Genetic algorithms are stochastic algorithms iterative that operate on individuals from an initial population.
In genetic algorithms, the population evolves from generation k to generation k + 1 using three operators:
- a Selection operator
- a Crossover operator
- a Mutation operator.
The process comes from genetic evolution. We start with a population of arbitrarily chosen initial potential solutions. We assess their relative performance (fitness). On the basis of these performances, we create a new population of potential solutions using the operators. This cycle is repeated until with a satisfactory solution.
Genetic programming and genetic algorithms
- Randomly generated base population: n solution vectors (individuals)
- Evaluation of each individual, this evaluation returns a quantitative value (fitness)
- Selection by lot of a subset of individuals by a biased wheel, by rank, by tournament or by eugenics. Each individual has a probability of being chosen proportional to his assessment (or adaptation to the problem).
- Crossbreeds and Mutations of selected individuals.
The crosses and mutations of genetic algorithms do not necessarily give admissible solutions to the problem. They operate by altering, copying, replacing, etc., the solution vector of one or more individuals to form a new one.

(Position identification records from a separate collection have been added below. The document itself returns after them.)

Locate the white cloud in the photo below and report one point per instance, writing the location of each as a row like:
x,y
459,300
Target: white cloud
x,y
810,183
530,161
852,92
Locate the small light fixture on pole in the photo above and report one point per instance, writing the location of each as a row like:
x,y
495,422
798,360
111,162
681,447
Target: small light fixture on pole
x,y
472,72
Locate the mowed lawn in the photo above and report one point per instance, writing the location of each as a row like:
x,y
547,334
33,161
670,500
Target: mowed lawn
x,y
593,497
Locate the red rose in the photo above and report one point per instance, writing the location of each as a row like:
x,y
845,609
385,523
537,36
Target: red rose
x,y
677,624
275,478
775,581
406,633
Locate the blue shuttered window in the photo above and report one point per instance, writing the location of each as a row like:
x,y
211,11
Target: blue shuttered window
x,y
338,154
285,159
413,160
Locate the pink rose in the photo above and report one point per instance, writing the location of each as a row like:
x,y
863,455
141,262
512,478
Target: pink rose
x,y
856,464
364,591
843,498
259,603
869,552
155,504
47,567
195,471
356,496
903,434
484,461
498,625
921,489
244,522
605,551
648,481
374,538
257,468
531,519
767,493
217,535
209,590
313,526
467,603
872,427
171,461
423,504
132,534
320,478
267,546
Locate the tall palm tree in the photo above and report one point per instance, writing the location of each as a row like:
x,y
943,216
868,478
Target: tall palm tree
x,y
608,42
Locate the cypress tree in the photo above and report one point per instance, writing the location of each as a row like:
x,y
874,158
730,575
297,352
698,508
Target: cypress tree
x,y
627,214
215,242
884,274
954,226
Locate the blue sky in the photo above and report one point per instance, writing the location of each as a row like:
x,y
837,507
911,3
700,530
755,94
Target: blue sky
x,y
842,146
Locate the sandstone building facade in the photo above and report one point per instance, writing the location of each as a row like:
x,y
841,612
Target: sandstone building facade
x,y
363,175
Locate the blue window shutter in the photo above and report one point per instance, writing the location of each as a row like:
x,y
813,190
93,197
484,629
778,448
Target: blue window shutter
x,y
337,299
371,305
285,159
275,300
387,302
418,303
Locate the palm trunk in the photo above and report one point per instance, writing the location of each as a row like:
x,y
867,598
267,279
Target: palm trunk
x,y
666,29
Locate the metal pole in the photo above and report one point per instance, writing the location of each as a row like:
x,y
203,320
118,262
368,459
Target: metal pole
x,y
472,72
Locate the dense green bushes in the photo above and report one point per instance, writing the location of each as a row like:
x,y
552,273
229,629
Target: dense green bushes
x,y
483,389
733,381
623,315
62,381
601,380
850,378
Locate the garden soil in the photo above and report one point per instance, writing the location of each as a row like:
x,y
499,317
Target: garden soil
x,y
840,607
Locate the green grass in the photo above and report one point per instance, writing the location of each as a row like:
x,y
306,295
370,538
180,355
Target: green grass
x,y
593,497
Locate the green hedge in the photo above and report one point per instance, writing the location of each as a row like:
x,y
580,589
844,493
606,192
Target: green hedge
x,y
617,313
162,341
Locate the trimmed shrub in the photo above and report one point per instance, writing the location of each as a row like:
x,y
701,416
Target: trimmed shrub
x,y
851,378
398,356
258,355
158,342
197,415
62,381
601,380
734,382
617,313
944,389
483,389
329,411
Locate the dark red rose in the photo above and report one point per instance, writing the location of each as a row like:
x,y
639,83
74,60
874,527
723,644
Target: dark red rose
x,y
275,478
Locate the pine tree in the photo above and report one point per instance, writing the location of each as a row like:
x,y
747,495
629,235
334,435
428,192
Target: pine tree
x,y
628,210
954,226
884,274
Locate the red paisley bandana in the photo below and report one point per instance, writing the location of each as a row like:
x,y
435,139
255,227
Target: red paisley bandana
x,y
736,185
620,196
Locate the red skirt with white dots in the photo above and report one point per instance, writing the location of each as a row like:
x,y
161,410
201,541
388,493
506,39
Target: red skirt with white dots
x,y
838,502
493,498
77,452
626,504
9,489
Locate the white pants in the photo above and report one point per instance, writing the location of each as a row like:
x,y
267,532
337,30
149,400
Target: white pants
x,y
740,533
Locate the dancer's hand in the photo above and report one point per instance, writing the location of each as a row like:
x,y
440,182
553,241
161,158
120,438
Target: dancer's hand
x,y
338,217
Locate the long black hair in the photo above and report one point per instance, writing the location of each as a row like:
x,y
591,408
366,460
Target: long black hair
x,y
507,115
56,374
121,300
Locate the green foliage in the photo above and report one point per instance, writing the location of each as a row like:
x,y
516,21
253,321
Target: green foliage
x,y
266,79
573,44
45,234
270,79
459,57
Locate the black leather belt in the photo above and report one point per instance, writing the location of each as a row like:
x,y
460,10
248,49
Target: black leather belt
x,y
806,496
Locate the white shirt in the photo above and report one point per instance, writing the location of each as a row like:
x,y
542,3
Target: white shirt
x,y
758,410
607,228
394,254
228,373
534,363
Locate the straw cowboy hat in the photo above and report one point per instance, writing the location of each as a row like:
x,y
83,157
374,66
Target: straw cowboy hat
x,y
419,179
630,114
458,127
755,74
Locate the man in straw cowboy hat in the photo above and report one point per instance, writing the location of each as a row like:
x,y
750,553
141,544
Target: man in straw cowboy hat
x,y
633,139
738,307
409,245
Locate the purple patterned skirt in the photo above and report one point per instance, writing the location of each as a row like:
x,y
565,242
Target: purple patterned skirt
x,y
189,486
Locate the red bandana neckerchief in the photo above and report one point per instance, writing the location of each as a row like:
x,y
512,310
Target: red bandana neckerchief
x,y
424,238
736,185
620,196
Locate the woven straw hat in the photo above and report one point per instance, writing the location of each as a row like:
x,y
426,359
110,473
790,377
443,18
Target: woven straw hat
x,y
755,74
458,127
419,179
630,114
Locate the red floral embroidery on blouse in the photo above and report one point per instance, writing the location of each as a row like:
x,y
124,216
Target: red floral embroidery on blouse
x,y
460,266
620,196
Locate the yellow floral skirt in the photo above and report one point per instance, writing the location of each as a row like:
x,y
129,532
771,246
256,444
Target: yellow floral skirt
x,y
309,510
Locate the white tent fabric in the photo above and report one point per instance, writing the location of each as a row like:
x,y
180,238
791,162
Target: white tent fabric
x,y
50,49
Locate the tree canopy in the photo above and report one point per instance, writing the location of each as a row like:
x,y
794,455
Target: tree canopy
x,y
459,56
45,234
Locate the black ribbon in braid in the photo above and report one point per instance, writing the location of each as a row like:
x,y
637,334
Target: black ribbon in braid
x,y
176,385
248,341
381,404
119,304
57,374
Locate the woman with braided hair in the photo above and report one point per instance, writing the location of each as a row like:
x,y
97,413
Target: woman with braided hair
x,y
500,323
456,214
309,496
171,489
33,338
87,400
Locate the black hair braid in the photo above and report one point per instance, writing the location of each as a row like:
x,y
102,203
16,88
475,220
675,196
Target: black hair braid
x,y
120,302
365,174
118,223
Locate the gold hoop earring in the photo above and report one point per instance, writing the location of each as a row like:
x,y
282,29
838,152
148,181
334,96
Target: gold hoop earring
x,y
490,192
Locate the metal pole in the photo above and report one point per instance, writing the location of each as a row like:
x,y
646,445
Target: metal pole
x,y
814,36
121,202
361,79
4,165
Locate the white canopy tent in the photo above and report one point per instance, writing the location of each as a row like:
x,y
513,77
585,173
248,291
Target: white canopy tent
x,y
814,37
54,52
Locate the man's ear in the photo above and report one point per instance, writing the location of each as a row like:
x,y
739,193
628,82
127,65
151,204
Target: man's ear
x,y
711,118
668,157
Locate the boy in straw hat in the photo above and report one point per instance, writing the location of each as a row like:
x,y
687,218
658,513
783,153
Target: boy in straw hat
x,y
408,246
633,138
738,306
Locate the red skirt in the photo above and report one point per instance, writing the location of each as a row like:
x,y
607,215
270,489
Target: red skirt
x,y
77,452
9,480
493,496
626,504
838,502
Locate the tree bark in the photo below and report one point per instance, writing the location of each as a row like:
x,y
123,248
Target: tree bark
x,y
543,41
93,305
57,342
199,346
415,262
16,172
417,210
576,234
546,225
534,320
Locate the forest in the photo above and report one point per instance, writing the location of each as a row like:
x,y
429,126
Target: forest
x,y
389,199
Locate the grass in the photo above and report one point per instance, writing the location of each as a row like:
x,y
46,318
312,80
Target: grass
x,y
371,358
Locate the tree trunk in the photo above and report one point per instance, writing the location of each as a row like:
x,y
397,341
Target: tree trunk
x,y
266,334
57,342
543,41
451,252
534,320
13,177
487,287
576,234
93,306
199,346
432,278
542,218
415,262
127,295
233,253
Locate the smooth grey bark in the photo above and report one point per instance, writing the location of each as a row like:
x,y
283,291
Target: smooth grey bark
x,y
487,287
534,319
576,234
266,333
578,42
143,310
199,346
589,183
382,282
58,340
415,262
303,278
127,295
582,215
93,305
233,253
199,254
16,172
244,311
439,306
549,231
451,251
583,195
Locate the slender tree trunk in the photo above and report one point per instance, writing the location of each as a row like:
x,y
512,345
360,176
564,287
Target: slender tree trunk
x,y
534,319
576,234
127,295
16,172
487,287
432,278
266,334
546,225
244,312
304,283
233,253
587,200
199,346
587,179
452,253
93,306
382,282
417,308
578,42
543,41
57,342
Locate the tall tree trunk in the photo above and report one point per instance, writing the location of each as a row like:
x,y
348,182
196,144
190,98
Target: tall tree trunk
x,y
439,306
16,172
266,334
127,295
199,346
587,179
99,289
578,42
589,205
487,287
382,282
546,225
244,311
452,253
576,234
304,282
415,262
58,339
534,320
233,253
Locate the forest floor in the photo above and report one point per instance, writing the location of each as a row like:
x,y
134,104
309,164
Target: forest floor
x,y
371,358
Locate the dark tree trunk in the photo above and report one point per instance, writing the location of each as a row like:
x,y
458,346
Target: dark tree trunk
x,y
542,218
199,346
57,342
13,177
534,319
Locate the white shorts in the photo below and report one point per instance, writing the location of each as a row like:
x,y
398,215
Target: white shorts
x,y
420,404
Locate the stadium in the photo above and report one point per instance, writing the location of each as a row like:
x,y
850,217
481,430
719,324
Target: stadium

We are looking for the maximum of f (x) = 4x * (1-x) over the interval [0,1]. We take an initial population of 4 elements encoded on 8 bits (which will be converted into a value between 0 and 1). The new generations will always include 4 individuals. The value table for the initial generation is as follows:
% / total
Element represents individuals, f (x) the value of the objective function, % / total is the percentage of the value of the objective function of an element compared to the sum of the values of the objective function, accumulation is the sum of percentages. We therefore ultimately have the importance of each individual given the value of the objective function.
Now that the evaluation is done, we need to select individuals for the cross. Since we have a scale of importance of each individual, we can draw lots of individuals. Indeed, the greater the objective value of an individual, the more likely he is to be drawn. We draw four random numbers between 0 and 1: 0.34, 0.02, 0.64 and 0.77. We therefore selected these individuals: 11011110, 10111010, 01101100, 01101100.
We have selected the parents, it is now necessary to cross. For that, we choose a random marker in the bit string, and we swap the right part of the string:
The population of the next generation is made up of the four children thus created. In general, we will avoid making a cross between two identical individuals.